Friday, December 20, 2013

God’s Kingdom Breaks In

Isaiah 64:1-4

O that you would tear open the heavens and come down, so that the mountains would quake at your presence—as when fire kindles brushwood and the fire causes water to boil—to make your name known to your adversaries, so that the nations might tremble at your presence!  When you did awesome deeds that we did not expect, you came down, the mountains quaked at your presence. From ages past no one has heard, no ear has perceived, no eye has seen any God besides you, who works for those who wait for him.


One of my favorite fictional characters is Father Tim, the priest of Lord’s Chapel, in Jan Karon’s series of books about the small town of Mitford.  As I have read and reread the Mitford books, Father Tim has become for me a role model of how God calls us to be in the world.  He is a person who consistently recognizes God’s kingdom breaking in all around him, who acknowledges It when he sees It, and acts to further It when he can.  His daily conversations are sprinkled with phrases like, “Thanks be to God,” “Hallelujah,” and “He restoreth my soul.”

The author of today’s verses from Isaiah ups the ante and focuses on the Kingdom breaking in on a grand scale. In his description, mountains quake and brushwood kindles. Could there be a grander description of God’s power to break into our human world?  Could there be a promise more powerful, as we wait, than that we can anticipate with certainty God’s presence here with us? 

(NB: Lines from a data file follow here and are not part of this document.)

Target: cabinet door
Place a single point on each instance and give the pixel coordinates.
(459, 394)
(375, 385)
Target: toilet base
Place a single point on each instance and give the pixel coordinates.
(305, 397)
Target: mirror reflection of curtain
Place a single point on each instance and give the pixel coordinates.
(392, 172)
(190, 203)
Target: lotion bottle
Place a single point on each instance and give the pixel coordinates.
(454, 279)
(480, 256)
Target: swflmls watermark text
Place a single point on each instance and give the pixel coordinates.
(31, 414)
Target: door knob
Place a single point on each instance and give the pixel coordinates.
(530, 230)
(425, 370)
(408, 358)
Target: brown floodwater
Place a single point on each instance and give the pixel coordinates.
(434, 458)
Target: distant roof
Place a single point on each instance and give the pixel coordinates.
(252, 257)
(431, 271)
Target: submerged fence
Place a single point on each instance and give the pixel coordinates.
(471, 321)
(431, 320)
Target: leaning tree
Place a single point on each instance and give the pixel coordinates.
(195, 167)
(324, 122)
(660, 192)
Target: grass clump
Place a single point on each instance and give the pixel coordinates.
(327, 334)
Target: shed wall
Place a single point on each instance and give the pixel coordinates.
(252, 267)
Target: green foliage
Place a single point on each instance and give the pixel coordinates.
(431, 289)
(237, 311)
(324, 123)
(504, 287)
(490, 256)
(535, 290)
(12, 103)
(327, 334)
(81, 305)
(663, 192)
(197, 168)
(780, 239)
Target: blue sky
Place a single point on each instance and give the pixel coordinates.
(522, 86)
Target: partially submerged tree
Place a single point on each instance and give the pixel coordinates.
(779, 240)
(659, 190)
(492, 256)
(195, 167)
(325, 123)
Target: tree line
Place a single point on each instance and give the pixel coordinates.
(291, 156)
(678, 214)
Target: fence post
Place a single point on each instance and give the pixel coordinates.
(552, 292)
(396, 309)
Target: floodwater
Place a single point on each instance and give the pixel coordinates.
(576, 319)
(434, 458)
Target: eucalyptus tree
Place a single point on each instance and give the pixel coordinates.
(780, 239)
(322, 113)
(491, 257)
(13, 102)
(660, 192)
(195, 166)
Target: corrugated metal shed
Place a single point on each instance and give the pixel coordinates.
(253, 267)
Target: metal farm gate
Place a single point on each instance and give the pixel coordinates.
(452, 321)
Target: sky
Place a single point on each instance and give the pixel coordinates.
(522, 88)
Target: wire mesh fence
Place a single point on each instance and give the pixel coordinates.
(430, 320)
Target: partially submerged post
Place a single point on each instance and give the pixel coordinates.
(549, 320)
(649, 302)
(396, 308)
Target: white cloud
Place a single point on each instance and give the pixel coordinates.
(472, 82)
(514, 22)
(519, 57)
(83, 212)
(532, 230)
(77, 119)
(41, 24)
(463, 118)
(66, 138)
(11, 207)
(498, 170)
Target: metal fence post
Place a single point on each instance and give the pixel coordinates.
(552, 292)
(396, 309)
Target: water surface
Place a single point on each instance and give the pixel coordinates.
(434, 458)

Although God’s power and promise are enormous, he works through us on a human scale.  During this Advent season we focus on a quiet event, the birth of a baby, to a young woman who recognized her chance to play a role in God’s Kingdom breaking in.  A quiet event at which any of us might have said “Thanks be to God” if, in the midst of our humanness, we were focusing on God and his Kingdom, and which, over time, would have the metaphorical power of mountains quaking and brushwood igniting.

And so, this Advent season, look around you for God’s Kingdom trying to break in, whether in ways big or small.  Acknowledge It and try to further It if you can.  Mary did.  The Wise Men did.  The fictional Father Tim does.  And, like them, we can too.